For a recent alumnus, scrolling through GWork not only helped him find the perfect work study job, but eventually led him to a spot on the Forbes 30 Under 30 list.
Hardy Farrow, who graduated from GW in 2013 with a bachelor’s degree in political science, was named to the education section of the list last month for his work as the founder and executive director of Let’s Innovate through Education, a nonprofit organization in Memphis, Tenn. that educates minority students on entrepreneurship.
Farrow said he knew he was nominated for the award but didn’t find out he was one of the four percent of nominees that were selected until he got a text from a friend who spotted him on the list.
“It gave me a lot of energy,” Farrow said. “I think it’s going to help us a lot in terms of opening doors for people, and it’s a testament to a lot of what the kids are doing and the work the students have put out.”
LITE’s mission is to teach minority students in Memphis to become entrepreneurs through a mentorship and education program. Students participate in workshops about business, then LITE mentors help students and give a selected group of them grant money to start their businesses.
In addition to educating students through workshops, LITE also helps students find college scholarships and internships to help bridge the achievement gap between children in high- and low-income communities.
“I know students who enter our program at the age of 16 or 17, and by the time they’re 25 and they leave our program, they will have the same access to internships, skills and opportunities that a kid from the highest income zip code in the city will have,” Farrow said.
Kids learn best when they do something they’re passionate about and they learn the best when they actually get to try things.
Farrow said his interest in education started when he searched for a work study job on GWork during his freshman year. Scouring GWork eventually lead him to a job as an intern at Teach for America and, after graduation, a job as a campus campaign coordinator for the organization.
Farrow added that he considered going to law school after he graduated, but Teach for America made him recognize his privilege growing up – which allowed him to attend GW and go back to school for a graduate degree – that most students do not have.
“I thought, ‘Who am I to go to law school when I’ve only gotten to this point because of the privilege I’ve had?’” Farrow said. “I said to myself, ‘Maybe I can go to law school eventually, but right now I need to invest in education and in teaching so that other kids have the same opportunities that I had.’”
Farrow taught government and economics classes at a high school in Memphis through Teach for America. As a teacher, Farrow said he recognized students were often “restricted” from taking classes in subjects they were passionate about, like entrepreneurship.
“Kids learn best when they do something they’re passionate about and they learn the best when they actually get to try things,” Farrow said. “I just didn’t feel like the schools in Memphis or elsewhere were really teaching that.”

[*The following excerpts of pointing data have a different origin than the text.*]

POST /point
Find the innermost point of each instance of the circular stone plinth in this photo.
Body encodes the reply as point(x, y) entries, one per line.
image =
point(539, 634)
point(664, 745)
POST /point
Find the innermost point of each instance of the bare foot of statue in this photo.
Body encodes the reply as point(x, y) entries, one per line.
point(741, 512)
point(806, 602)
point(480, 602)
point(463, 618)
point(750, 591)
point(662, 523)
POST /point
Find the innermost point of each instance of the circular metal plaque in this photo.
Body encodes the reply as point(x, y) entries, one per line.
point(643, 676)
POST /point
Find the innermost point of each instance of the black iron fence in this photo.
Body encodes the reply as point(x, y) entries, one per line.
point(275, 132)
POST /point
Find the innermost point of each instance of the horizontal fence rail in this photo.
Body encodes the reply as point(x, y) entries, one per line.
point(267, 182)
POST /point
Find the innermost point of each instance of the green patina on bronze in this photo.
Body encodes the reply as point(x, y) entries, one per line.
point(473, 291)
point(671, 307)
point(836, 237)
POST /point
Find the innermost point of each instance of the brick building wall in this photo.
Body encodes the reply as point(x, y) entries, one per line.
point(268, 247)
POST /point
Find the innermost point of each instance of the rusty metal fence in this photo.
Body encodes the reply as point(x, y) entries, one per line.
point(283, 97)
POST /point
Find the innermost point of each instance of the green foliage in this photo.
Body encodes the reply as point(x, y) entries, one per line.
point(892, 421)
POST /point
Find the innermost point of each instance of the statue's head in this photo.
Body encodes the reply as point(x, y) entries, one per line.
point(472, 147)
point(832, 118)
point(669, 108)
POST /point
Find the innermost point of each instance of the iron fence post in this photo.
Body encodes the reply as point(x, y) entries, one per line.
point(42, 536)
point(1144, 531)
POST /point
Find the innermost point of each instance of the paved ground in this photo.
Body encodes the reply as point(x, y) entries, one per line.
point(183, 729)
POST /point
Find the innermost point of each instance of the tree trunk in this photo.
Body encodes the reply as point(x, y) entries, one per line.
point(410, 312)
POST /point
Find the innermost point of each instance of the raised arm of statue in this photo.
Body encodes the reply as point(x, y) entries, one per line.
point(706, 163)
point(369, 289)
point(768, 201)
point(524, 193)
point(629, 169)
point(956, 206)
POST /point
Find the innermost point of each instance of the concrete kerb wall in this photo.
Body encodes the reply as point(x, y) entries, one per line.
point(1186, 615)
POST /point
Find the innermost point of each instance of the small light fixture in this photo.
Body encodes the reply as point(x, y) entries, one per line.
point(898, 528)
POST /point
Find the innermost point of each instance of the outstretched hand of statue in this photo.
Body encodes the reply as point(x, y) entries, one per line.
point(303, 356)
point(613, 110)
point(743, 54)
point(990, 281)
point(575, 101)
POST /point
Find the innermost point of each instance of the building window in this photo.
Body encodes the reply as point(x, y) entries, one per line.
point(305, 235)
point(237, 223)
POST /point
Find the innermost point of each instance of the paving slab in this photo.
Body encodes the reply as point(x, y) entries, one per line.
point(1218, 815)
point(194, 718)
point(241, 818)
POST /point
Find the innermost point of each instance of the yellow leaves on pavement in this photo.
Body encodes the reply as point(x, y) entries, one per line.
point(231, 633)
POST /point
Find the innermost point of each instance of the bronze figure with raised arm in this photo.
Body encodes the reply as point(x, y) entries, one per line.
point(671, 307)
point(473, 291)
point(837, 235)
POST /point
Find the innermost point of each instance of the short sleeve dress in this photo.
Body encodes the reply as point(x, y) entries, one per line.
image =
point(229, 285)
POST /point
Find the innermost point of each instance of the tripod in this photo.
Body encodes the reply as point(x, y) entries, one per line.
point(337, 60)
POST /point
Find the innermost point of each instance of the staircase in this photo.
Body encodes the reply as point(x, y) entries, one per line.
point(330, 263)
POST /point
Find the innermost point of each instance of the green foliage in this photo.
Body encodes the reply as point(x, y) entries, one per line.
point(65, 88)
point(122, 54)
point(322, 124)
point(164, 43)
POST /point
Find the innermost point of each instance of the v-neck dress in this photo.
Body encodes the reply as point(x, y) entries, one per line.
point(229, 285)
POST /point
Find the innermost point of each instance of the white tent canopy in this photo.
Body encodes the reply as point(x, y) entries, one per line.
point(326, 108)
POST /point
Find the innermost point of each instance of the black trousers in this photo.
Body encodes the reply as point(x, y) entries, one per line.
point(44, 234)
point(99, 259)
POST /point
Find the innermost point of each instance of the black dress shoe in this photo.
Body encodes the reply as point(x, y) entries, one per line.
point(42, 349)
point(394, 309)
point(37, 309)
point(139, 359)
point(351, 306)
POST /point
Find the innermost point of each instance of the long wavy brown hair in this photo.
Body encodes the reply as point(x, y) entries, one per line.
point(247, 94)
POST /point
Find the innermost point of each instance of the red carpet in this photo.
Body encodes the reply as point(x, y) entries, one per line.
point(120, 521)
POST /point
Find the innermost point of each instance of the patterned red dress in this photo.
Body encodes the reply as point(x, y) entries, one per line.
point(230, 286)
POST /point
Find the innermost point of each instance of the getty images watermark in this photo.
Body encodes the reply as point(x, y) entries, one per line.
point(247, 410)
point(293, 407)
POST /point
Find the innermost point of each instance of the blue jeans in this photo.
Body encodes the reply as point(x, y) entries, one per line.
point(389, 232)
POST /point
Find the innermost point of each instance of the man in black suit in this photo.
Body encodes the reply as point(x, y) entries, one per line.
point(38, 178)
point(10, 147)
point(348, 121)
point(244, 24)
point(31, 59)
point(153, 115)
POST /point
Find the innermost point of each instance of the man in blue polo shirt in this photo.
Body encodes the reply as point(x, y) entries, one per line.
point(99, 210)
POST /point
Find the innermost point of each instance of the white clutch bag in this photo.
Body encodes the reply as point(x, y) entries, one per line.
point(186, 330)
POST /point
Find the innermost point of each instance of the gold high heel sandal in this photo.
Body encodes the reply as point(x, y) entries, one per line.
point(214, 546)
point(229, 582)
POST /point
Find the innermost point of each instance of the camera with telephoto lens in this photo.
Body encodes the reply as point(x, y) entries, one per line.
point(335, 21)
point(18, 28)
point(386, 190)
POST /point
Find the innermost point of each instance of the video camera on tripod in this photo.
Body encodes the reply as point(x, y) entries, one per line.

Farrow challenged his students to come up with their own business ideas using a curriculum he developed. He raised $50,000 through his personal contacts that he used as seed money to invest in his students’ businesses ideas. The original project laid the groundwork for what eventually became LITE, he said.
Farrow developed LITE as a side job during his required two years of teaching for Teach for America. After continuing to a third year of teaching, Farrow managed to expand LITE to educate about 600 students throughout the city. Last year, Farrow took on LITE as a full-time job and brought on two full-time staff members.
LITE’s students are averaging about $260,000 in merit scholarships, 100 percent of them have graduated high school and more than 95 percent of them are on track to graduate college within four years, according to LITE’s website.
I feel very purposeful about what I’m doing and I think that’s all you can ask for in life.
Although being recognized by Forbes is a noteworthy achievement for both Farrow and his organization, the founder said he is most excited to know that he has impacted students’ lives.
“Every day I wake up and I feel very fulfilled,” Farrow said. “I think, beyond the Forbes thing, I feel very purposeful about what I’m doing and I think that’s all you can ask for in life.”